Ostensibly a mystery thriller, Private Parts picks up steam when Cheryl stumbles upon the remnants of a past tenant named Alice, a teen fashion model who recently disappeared. Things get weirder when Cheryl's ex-friends who come looking for her to reclaim some stolen money quickly end up decapitated or stuffed away in the basement. Without realizing the fate of her former roommates, Cheryl traces the sexually suggestive notes to the mysterious George, even dumping the neighborhood locksmith's son to cater to her shutterbug beau's all-consuming voyeurism in a series of sleazy strip-shows and fashion dress-ups that are less erotic than they are just plain unsettling. Bartel brilliantly builds a sense of constant unease into the proceedings, crafting a filthy-feeling experience that seems much dirtier than it actually is.

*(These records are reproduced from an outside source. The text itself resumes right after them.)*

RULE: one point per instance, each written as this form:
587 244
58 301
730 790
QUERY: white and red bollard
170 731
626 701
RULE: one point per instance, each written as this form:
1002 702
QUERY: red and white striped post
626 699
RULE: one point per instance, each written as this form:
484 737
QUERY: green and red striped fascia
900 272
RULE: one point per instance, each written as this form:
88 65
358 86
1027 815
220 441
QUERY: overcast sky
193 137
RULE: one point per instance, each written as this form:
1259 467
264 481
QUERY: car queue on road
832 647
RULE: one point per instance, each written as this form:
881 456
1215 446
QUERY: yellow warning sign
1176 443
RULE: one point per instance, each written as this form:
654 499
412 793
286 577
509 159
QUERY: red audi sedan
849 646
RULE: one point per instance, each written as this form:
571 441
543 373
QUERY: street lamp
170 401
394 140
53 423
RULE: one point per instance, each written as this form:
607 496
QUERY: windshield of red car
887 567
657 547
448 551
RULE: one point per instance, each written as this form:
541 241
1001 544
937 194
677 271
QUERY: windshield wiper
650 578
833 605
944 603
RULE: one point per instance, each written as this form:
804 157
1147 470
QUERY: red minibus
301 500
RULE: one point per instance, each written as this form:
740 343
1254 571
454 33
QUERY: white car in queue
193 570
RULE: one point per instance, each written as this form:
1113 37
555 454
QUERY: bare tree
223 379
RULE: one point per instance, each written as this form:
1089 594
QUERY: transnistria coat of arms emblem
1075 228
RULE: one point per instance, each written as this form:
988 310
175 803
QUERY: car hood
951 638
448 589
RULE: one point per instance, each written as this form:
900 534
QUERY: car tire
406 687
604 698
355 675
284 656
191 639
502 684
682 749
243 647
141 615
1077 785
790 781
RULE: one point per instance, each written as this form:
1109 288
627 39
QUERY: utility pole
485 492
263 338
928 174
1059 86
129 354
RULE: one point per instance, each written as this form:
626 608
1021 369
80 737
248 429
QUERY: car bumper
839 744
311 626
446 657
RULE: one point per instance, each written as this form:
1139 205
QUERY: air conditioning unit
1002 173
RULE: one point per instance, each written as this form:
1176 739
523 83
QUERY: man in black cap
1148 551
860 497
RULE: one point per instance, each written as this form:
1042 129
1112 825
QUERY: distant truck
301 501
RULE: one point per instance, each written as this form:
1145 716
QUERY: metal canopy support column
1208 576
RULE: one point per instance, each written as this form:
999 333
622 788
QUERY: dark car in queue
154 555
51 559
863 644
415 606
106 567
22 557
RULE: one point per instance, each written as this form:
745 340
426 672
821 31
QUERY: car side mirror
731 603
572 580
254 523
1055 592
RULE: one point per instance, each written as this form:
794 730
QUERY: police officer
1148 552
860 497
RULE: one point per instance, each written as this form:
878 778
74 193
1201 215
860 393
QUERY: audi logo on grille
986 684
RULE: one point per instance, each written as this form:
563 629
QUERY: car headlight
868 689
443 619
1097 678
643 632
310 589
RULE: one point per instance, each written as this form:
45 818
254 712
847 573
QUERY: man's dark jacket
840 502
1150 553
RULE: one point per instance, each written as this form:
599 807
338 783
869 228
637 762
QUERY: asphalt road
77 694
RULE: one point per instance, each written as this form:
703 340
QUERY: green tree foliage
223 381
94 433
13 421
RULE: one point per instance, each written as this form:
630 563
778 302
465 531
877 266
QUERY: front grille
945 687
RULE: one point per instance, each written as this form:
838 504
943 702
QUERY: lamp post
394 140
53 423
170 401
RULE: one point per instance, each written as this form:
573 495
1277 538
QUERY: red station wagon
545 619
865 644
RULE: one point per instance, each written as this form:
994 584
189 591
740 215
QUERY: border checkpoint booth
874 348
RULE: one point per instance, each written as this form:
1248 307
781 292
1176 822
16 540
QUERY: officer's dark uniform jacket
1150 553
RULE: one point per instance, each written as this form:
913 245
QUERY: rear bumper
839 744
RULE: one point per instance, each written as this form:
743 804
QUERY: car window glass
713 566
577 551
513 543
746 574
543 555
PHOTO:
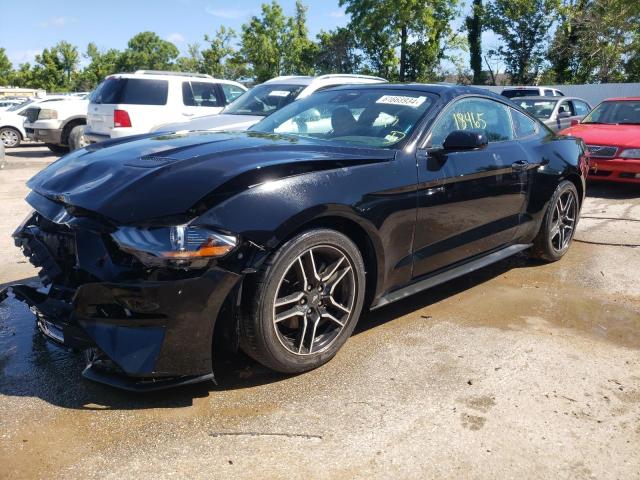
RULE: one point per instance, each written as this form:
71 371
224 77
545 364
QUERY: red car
612 134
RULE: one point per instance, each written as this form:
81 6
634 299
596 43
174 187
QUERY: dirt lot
519 370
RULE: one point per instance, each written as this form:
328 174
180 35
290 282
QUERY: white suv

The plot is lurid enough, but what really makes Private Parts feel like a creepy Dan Clowes comic book story come to life is the odd cast of characters staying at the hotel. Scenes in which Cheryl drops funeral-obsessed Martha's beloved-but electrocuted-pet rat down the garbage disposal, or when Reverend Moon's penchant for well-muscled "refrigerator repairmen" is revealed via a secret shrine to the male form hidden behind a life-sized crucifix in his bedroom are all played relatively straight, but they're just barely over-the-top enough to reveal Bartel's mocking eye. Most disturbing of all is George, who spends his evenings injecting a water-filled blow-up doll with a syringe of his own blood, that is when he isn't taking snapshots of strangers romping behind bushes in the park—one of whom is the director himself. Although Bartel isn't usually known for his visual flair behind the camera, some of the images in the film are absolutely unforgettable, and Private Parts lingers in the memory long after the last frame has vanished—a rare feat for a low budget exploitation film.


It's surprising that Warner chose to release Private Parts at all, but surely no one anticipated it would appear with such an exceptional transfer. Given Bartel's penchant for the weird and strange, it's almost a shame that he ended up making broader comedies like Lust in the Dust and Death Race 2000 in later years, as it would have been fascinating to see him continue to make more intriguing, very "human" pictures like Private Parts. Make no mistake, this film is not for all tastes by a long shot, but it's a must-see for cult aficionados on the lookout for under-looked gems.